KCs were sufficient, but not necessary, for mediating an Ag-specific tolerogenic response to PLG-Ag in the EAE model. Previous reports have indicated that NPs associate with KCs and LSECs upon intravenous injection [38,40,41], and we investigated the specific contribution of KCs to PLG-Ag-induced tolerance by depleting KCs and also by adoptively transferring PLA-Ag-positive KCs. Macrophages have previously been adoptively transferred in autoimmune, fibrosis, and transplantation models to assess their role in disease or therapeutic processes. Importantly, where LSECs are sessile, a majority of transferred macrophages localize to the liver within 24 h [45–48]. Remarkably, adoptive transfer of PLG-Ag-positive KCs reduced the severity of EAE disease symptoms. This result is in accordance with the tolerance-inducing ability of KCs, however, it is unclear whether the adoptively transferred PLG-Ag-positive KCs reconstituted their native effector behavior in the liver [41]. Importantly, clodronate liposome depletion of KCs in splenectomized mice did not abolish the tolerogenic effect of PLG-Ag. It is suspected that this effect results from the redundant tolerogenic capabilities of LSECs, which have demonstrated effective presentation of NP-derived Ag, inducible expression of PD-L1, low expression of costimulatory molecules, secretion of PGE2, and an induction of Tregs [39]. Together, these results suggest that KCs are independently capable of inducing tolerance, and that LSECs make contributions to this systemic tolerance.
In conclusion, hepatic KCs and LSECs make contributions to Ag-specific immune tolerance induced by antigen-loaded PLG nano-particles. The PLG NPs distributed largely to the liver where they associated with KCs and LSECs. PLG particles containing cognate Ag caused the arrest and clonal deletion of T cells in the liver within 24 h. In vivo, KC and LSEC costimulatory molecules were moderately affected by treatment, but inhibitory molecule PD-L1 was markedly upregulated in the context of relevant Ag delivery. KC interactions with T cells resulted in the secretion of PGE2 and IL-10, whereas interactions with LSECs produced PGE2 only.

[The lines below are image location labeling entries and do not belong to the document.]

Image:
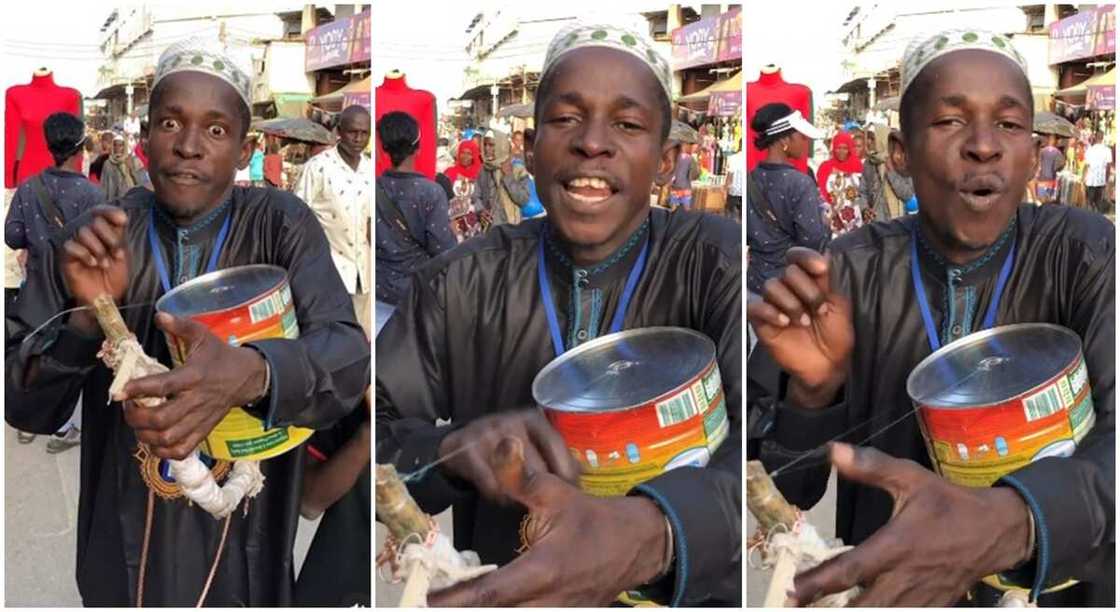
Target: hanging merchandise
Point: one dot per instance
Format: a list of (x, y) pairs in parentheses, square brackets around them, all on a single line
[(394, 94), (26, 108)]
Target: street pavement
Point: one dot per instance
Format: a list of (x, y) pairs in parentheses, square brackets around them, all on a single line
[(822, 516), (40, 525)]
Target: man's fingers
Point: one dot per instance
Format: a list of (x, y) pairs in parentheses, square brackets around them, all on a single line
[(804, 287), (110, 235), (77, 252), (871, 466), (520, 581), (780, 296), (115, 215), (553, 450), (840, 573), (759, 313), (161, 386), (815, 265)]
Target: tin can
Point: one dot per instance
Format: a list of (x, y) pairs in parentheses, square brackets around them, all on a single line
[(239, 305), (999, 399), (635, 404)]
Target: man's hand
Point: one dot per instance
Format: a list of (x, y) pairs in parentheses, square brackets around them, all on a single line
[(215, 378), (469, 451), (806, 327), (585, 550), (95, 259), (941, 539)]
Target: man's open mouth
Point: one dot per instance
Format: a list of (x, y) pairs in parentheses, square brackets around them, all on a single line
[(589, 189), (184, 177), (981, 192)]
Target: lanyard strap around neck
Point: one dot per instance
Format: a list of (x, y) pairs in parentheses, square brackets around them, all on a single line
[(550, 309), (989, 320), (157, 253)]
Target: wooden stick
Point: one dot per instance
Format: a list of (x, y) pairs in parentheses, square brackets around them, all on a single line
[(399, 512), (766, 502), (395, 507), (110, 318)]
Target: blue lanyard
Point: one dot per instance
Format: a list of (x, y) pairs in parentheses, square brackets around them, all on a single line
[(989, 320), (157, 253), (550, 311)]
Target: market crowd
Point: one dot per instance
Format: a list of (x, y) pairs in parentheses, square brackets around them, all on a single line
[(186, 189)]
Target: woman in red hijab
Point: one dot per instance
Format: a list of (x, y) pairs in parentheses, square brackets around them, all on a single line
[(838, 179), (460, 178)]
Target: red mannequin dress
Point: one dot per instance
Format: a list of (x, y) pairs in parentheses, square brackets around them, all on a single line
[(26, 108), (394, 94), (770, 89)]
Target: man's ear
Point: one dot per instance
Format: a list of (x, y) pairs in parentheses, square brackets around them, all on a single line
[(896, 147), (668, 163), (246, 153)]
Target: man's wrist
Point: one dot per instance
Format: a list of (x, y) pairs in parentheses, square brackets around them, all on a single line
[(1017, 528), (654, 539), (812, 397)]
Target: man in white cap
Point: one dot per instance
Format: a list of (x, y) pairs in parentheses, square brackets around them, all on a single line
[(472, 333), (131, 548), (848, 327)]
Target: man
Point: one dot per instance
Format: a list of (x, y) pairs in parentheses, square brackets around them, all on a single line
[(194, 222), (472, 334), (38, 211), (684, 173), (336, 185), (1051, 161), (847, 330), (1095, 175), (412, 226), (105, 148), (885, 189), (121, 172)]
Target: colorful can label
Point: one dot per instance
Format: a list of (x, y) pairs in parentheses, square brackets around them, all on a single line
[(977, 446), (241, 435), (622, 448)]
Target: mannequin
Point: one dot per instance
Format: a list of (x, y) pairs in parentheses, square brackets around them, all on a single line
[(772, 87), (26, 108), (394, 94)]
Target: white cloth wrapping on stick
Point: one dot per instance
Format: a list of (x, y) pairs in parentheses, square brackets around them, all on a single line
[(128, 361)]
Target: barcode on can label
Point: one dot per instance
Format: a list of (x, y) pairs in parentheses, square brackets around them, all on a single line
[(675, 409), (266, 308), (1043, 404), (1079, 378)]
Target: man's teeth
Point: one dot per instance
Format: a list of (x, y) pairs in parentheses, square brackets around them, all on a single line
[(588, 182)]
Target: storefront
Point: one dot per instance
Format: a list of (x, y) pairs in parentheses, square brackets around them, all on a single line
[(338, 57), (707, 57)]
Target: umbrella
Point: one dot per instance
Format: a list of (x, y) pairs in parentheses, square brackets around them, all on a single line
[(523, 111), (682, 132), (297, 129), (1047, 122)]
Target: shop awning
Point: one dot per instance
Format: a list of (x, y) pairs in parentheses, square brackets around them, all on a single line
[(353, 87), (729, 85), (1107, 80)]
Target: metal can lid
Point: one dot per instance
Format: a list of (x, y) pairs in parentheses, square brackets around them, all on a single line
[(221, 290), (623, 370), (994, 365)]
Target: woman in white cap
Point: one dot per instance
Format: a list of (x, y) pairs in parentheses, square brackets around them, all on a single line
[(784, 206)]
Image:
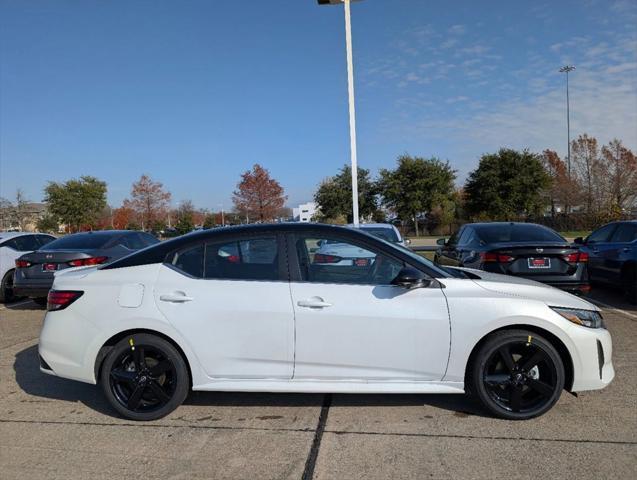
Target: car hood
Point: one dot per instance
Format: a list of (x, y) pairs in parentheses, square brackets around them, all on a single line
[(525, 288)]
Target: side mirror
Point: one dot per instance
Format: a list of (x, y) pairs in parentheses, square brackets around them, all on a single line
[(410, 278)]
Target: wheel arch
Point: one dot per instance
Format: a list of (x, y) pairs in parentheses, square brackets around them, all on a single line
[(111, 342), (561, 348)]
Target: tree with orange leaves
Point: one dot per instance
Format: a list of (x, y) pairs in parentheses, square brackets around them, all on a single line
[(258, 195)]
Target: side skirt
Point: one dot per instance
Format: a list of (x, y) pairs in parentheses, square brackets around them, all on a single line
[(329, 386)]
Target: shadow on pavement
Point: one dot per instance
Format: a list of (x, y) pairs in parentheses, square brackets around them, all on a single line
[(36, 383)]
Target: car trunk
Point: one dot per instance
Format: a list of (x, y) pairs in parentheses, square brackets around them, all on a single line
[(535, 259), (45, 263)]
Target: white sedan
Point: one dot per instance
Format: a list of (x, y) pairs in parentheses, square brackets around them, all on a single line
[(185, 314)]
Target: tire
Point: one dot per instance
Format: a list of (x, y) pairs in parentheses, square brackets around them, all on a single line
[(144, 377), (6, 288), (516, 374), (40, 301)]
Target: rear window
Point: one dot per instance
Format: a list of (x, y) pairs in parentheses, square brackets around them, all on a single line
[(387, 234), (499, 233), (79, 241)]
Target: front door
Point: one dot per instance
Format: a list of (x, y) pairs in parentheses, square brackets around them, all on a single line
[(352, 324), (230, 300)]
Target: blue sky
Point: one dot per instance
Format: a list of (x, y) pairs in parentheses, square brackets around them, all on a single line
[(195, 92)]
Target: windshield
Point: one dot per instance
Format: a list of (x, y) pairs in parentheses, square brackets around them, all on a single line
[(388, 234), (505, 233), (80, 241)]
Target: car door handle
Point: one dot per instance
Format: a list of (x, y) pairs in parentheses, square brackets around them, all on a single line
[(314, 302), (175, 298)]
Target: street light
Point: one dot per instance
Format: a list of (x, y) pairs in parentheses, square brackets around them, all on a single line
[(566, 69), (352, 111)]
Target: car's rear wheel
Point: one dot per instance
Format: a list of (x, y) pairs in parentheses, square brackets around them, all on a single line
[(517, 374), (6, 288), (144, 377)]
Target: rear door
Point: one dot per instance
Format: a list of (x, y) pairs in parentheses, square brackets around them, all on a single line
[(230, 299), (352, 324)]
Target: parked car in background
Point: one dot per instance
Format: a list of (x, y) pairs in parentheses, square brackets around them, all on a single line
[(12, 246), (526, 250), (385, 231), (612, 251), (34, 271), (184, 315)]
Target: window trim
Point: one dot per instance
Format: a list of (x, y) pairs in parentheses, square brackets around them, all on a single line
[(295, 267)]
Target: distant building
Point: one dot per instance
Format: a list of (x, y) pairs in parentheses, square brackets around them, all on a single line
[(304, 212)]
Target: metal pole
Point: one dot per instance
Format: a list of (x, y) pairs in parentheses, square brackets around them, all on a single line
[(568, 126), (352, 111)]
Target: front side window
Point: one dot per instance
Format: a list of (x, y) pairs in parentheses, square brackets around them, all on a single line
[(335, 260), (243, 259)]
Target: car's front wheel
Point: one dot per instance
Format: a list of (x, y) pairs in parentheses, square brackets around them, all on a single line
[(517, 374), (144, 377)]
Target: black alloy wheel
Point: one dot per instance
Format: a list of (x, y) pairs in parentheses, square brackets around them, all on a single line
[(517, 375), (6, 288), (144, 377)]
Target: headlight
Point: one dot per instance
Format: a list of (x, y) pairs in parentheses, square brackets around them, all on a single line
[(586, 318)]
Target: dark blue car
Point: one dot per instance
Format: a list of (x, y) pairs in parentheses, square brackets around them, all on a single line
[(612, 251)]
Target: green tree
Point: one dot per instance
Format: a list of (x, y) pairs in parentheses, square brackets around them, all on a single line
[(334, 196), (185, 217), (506, 186), (76, 203), (416, 186)]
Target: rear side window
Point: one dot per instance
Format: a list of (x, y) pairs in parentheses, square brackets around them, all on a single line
[(190, 260), (625, 233), (80, 241), (243, 259), (517, 233)]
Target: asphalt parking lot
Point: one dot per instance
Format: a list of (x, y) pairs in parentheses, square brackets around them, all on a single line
[(54, 428)]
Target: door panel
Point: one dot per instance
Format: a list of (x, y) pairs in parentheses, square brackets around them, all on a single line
[(237, 328), (370, 332)]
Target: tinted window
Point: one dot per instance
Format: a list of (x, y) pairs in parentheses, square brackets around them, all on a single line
[(340, 261), (504, 233), (625, 233), (602, 234), (80, 241), (245, 259), (24, 243), (44, 239), (388, 234), (190, 260)]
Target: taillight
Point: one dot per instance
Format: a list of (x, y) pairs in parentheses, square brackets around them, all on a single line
[(495, 257), (322, 258), (60, 299), (576, 257), (83, 262)]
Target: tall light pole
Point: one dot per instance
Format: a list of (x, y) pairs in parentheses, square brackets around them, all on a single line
[(566, 69), (352, 111)]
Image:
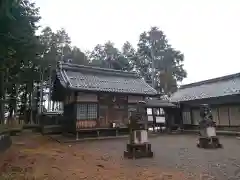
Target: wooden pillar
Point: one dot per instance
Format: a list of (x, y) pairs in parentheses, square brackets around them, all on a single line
[(229, 119)]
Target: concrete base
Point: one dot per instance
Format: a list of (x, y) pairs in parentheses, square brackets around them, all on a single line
[(209, 142), (135, 151)]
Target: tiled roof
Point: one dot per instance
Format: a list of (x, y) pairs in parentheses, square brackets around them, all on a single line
[(88, 78), (217, 87), (159, 103)]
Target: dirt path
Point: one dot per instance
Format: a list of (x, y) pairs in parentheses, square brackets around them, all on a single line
[(37, 157)]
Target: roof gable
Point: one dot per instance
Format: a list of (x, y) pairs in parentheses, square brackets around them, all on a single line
[(88, 78), (217, 87)]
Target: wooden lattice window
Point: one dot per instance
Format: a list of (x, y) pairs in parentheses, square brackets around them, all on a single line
[(87, 111)]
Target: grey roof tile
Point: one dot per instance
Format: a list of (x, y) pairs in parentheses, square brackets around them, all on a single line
[(89, 78), (217, 87)]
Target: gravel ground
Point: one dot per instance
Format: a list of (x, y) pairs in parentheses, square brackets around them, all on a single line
[(180, 152), (176, 157)]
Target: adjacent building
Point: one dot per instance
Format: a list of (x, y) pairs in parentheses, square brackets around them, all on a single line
[(222, 93)]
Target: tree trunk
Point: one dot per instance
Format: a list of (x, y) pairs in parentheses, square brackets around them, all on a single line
[(2, 96)]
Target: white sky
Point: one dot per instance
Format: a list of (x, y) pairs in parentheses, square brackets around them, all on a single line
[(206, 31)]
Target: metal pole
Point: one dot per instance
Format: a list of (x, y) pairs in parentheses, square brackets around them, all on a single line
[(153, 64), (49, 93), (41, 93)]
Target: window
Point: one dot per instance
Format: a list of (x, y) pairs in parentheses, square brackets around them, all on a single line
[(158, 111), (149, 111), (87, 111)]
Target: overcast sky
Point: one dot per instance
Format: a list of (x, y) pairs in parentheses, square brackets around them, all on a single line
[(206, 31)]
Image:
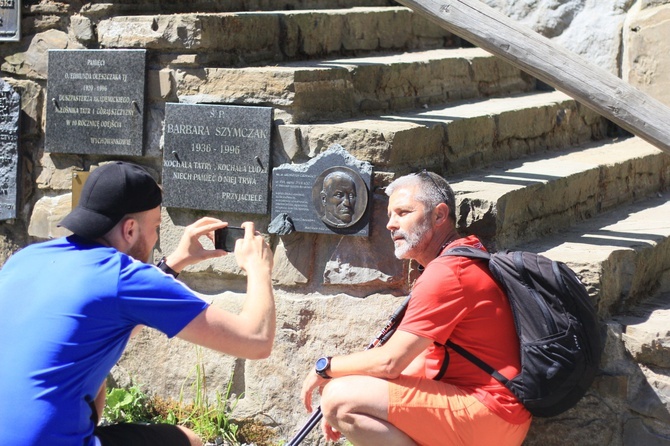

PLG-Ag-mediated tolerance in the EAE autoimmune model occurred despite the depletion of KCs, and tolerance could be induced by adoptively transferring PLG-Ag-containing KCs. These data suggest that KCs are sufficient, but not necessary, contributors to PLG-Ag-induced tolerance. Collectively, these studies contribute to identifying the mechanisms within the liver that induce tolerance for a biomaterial platform that is currently being evaluated in clinical trials.
4. Materials and methods
4.1. Materials
Acid-terminated 50:50 poly (D, l-lactide-co-glycolide) (PLG) (~0.17 dL/g inherent viscosity in hexafluoro-2-propanol) was purchased from Lactel Absorbable Polymers (Birmingham, AL). Poly(ethylene-alt-maleic anhydride) (PEMA) was purchased from Polysciences, Inc. (Warrington, PA). Amine-terminated ovalbumin peptide (NH2-OVA323–339), referred to as OVA, and proteolipid peptide (NH2-PLP139–151), referred to as PLP, were purchased from Genscript (Piscataway, NJ). Collagenase IV was purchased from Worthington Biochemical Corp. (Lakewood, NJ).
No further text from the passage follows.